Errores comunes que encarecen acuerdos aparecen seguido. Falta de evaluación del nodo de transmisión, mal dimensionamiento del perfil solar o eólico y desequilibrios en cláusulas de fuerza mayor. Las plataformas con experiencia operativa como las de Actis tienden a mitigar esos baches con ingeniería bancaria y contratos bien aterrizados.

Un dato que marca la diferencia: al migrar de precios spot volátiles a PPAs de largo plazo, compradores intensivos de energía han reportado ahorros de doble dígito sobre su base anual en América Latina, según análisis sectoriales de BloombergNEF publicados entre 2020 y 2023.

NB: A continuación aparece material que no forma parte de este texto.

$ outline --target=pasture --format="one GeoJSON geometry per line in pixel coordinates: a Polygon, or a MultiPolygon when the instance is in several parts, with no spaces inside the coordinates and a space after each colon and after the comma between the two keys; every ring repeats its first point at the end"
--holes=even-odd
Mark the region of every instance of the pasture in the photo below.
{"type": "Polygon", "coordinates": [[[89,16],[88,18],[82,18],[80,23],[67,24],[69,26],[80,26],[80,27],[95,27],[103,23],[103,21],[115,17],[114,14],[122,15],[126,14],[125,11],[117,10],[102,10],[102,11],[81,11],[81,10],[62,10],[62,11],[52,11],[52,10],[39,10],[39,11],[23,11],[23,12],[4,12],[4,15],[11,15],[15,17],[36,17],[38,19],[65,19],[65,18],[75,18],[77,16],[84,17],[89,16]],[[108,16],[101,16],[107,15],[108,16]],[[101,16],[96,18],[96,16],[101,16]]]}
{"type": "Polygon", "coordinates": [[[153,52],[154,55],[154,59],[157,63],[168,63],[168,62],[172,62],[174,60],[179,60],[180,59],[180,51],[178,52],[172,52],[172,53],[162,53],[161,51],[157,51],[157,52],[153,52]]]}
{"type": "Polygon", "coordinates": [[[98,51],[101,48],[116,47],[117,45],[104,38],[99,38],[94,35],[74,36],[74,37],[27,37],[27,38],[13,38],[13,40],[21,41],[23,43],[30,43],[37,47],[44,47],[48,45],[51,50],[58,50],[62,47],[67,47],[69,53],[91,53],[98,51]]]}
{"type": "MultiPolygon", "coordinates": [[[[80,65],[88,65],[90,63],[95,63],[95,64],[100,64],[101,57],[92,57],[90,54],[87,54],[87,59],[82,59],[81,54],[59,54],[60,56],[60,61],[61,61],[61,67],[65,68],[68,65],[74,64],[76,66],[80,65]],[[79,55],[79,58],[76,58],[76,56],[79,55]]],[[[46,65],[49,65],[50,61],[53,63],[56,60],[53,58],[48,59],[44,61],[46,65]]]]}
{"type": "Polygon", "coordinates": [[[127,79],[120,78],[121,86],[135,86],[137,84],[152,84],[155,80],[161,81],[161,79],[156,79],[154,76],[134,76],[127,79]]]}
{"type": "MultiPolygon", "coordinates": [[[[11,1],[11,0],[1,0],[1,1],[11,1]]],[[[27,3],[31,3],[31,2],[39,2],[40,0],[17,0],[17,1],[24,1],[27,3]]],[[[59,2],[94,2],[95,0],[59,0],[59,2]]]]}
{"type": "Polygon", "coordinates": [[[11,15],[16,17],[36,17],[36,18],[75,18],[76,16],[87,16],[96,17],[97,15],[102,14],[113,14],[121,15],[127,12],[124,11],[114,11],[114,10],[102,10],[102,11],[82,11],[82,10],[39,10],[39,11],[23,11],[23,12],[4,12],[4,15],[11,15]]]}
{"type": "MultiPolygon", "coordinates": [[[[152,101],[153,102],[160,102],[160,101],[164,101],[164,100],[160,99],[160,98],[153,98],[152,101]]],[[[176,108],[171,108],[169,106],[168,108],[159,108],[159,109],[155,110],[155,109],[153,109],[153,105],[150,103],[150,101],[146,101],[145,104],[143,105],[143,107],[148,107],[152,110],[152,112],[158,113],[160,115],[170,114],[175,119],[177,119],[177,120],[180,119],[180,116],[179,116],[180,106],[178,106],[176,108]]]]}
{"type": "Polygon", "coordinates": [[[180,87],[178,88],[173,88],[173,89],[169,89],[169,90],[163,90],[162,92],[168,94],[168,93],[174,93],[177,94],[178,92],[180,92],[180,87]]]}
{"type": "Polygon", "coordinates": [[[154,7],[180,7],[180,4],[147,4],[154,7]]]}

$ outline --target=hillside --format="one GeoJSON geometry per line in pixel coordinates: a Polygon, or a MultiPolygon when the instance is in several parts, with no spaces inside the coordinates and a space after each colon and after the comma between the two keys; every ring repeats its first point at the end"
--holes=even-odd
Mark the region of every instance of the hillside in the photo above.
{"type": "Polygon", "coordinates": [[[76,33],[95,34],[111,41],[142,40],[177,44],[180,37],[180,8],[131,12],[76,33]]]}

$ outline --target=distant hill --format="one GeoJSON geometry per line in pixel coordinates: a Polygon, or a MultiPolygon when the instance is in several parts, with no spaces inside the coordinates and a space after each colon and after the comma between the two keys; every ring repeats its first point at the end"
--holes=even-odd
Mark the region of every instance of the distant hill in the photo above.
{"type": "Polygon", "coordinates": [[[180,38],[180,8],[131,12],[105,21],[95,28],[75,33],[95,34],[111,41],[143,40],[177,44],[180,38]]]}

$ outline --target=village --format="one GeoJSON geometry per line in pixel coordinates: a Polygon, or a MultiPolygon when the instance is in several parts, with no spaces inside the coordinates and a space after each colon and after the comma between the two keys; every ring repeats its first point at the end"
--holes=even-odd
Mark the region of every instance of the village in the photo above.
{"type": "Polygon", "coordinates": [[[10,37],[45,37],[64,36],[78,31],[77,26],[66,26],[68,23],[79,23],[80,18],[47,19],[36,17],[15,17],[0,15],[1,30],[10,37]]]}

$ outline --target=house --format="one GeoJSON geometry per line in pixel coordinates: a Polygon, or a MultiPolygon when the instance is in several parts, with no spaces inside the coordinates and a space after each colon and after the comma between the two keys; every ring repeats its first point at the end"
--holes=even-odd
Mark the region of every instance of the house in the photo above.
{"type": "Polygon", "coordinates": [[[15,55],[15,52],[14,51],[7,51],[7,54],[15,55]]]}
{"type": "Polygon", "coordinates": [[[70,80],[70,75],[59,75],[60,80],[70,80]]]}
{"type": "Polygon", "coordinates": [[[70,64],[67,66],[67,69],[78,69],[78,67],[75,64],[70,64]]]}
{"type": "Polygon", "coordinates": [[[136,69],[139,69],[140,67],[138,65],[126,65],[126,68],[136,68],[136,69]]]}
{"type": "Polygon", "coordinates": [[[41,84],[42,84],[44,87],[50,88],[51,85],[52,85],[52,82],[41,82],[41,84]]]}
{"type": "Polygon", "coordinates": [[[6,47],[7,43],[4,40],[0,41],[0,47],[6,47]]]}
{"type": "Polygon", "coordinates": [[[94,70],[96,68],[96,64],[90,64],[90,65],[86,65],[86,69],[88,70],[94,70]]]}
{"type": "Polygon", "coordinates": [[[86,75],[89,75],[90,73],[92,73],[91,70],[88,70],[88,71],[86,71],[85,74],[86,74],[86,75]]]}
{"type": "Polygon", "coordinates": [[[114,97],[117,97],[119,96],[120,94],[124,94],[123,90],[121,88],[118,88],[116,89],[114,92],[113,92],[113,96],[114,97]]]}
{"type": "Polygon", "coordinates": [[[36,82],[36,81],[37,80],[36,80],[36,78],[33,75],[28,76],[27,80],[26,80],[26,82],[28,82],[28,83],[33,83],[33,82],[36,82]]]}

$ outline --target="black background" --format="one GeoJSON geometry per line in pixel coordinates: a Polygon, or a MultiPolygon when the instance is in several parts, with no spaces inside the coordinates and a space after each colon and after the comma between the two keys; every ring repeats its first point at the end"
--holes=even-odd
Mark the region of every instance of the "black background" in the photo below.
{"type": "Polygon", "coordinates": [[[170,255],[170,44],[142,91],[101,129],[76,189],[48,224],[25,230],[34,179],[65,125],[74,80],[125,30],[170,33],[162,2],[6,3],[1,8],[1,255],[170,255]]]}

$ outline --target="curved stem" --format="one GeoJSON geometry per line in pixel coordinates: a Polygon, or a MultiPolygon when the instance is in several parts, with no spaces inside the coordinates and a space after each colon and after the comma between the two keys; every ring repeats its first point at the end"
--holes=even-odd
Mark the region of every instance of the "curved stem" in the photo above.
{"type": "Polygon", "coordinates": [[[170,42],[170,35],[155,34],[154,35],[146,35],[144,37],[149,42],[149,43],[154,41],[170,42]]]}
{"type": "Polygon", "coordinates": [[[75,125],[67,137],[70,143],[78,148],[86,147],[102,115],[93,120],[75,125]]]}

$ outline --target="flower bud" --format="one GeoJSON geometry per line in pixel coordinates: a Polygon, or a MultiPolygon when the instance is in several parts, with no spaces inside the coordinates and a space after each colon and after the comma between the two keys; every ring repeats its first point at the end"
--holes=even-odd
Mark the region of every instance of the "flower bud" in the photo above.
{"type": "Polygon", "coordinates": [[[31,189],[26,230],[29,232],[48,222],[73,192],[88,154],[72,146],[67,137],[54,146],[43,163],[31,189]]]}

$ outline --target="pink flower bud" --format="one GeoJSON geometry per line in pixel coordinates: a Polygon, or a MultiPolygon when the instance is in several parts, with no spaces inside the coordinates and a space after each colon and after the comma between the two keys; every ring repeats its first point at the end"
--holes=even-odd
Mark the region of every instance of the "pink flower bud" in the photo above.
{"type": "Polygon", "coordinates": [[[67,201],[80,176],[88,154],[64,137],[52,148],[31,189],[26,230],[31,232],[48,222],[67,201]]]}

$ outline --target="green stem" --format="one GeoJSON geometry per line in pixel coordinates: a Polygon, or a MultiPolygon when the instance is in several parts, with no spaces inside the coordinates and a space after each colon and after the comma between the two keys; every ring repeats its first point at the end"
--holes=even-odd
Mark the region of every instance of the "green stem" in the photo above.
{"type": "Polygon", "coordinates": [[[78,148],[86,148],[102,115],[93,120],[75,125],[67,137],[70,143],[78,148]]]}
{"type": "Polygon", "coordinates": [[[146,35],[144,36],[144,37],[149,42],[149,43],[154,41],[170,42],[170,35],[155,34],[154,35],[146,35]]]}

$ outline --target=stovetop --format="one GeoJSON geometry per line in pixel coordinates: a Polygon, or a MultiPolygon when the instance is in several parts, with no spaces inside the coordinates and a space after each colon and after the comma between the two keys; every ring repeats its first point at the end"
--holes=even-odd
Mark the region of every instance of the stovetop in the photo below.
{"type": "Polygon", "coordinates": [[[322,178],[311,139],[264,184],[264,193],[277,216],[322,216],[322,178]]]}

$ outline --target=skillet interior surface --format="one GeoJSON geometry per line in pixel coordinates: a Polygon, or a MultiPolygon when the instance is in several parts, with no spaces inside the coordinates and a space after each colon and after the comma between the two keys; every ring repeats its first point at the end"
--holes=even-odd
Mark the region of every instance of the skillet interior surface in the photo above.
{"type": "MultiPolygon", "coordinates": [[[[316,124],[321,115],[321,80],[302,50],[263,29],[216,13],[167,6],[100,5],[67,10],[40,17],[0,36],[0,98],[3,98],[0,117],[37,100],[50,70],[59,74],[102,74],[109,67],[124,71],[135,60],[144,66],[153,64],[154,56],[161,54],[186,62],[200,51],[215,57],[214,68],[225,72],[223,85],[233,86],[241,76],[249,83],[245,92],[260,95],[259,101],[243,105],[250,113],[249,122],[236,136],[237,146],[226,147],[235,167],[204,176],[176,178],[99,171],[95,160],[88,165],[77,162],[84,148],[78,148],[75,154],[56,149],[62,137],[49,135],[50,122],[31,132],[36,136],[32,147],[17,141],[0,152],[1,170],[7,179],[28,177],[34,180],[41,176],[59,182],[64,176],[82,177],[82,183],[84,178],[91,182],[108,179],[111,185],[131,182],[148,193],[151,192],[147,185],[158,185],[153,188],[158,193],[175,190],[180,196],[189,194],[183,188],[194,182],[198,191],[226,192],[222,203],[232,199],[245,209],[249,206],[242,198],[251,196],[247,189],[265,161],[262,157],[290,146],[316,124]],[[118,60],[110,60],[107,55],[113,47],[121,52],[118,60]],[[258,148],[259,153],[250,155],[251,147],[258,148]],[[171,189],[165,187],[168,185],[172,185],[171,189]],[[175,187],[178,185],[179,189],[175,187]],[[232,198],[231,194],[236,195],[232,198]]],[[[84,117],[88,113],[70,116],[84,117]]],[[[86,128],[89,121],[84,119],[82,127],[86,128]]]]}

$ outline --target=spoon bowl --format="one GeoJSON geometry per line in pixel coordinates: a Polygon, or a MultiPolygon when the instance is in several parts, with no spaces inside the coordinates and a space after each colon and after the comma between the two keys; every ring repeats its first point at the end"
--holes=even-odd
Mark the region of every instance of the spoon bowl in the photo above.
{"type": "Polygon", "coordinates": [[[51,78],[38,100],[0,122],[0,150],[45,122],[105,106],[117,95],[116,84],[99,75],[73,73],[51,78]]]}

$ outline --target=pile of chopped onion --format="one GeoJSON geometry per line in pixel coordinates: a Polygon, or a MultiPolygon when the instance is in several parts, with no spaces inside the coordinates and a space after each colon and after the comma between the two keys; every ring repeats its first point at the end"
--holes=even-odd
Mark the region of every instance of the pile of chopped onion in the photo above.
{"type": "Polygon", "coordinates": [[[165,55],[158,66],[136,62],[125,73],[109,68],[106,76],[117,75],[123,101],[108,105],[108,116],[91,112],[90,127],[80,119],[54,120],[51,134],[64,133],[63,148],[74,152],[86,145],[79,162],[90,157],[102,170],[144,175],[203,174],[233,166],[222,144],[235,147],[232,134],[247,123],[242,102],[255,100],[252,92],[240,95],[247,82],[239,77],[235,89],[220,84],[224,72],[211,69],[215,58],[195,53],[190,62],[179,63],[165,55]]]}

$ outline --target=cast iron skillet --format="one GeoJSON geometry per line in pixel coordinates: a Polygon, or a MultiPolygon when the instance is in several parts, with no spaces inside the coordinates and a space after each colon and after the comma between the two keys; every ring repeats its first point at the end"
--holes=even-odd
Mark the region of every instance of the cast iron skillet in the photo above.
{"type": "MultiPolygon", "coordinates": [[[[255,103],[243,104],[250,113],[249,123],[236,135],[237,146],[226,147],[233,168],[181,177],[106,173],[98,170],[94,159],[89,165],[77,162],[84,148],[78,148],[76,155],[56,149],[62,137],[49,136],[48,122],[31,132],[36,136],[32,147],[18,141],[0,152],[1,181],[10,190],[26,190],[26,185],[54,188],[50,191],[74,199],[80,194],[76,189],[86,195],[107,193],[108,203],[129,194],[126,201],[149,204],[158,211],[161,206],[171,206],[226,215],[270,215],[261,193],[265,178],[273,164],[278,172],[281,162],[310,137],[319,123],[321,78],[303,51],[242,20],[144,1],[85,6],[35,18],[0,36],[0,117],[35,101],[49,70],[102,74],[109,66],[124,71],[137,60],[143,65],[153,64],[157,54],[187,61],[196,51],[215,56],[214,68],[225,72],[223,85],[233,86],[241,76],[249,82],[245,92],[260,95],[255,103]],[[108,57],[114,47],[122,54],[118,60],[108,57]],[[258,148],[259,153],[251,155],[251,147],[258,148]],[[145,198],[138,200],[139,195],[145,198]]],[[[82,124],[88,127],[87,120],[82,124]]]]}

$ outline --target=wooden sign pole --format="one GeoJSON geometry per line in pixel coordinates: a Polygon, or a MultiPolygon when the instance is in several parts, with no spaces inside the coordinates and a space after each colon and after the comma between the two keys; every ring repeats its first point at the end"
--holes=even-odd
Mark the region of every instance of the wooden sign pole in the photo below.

Cómo puede avanzar Actis en México : rutas prácticas para 2025

La pregunta que muchos hacen no es si, sino cómo. El camino lógico mezcla repotenciación de activos, ampliaciones modulares y nuevos PPAs corporativos en nodos con capacidad disponible. La clave está en acelerar permisos, cerrar ingeniería de interconexión y asegurar cobertura financiera en moneda adecuada.

El cuello de botella más citado es la capacidad en la red en regiones con fuerte manufactura. Soluciones como almacenamiento detrás del medidor, contratos con entrega perfilada y tecnologías de pronóstico mejoran el encaje entre oferta y demanda, y sostienen bancabilidad.

Para quien busca un acuerdo de suministro con un desarrollador de la talla de Actis, conviene llegar con deber lista. Un pequeño progama previo evita meses de ida y vuelta contractual.

  • Definir perfil de carga horario y estacional con al menos 24 meses de datos.
  • Elegir plazo y moneda del PPA, y política de coberturas asociadas.
  • Validar nodo y capacidad de interconexión con estudios técnicos actualizados.
  • Fijar métricas ESG y trazabilidad con Certificados de Energía Limpia.
  • Preacordar cláusulas de flexibilidad, garantías y eventos de fuerza mayor.

La pieza que falta para que el rompecabezas quede completo es previsibilidad. Si las señales regulatorias se alinean y la red suma capacidad de transmisión, plataformas con historial probado como las de Actis pueden movilizar capital y proyectos listos para construir con tiempos competitivos, justo lo que la demanda corporativa está pidiendo ahora.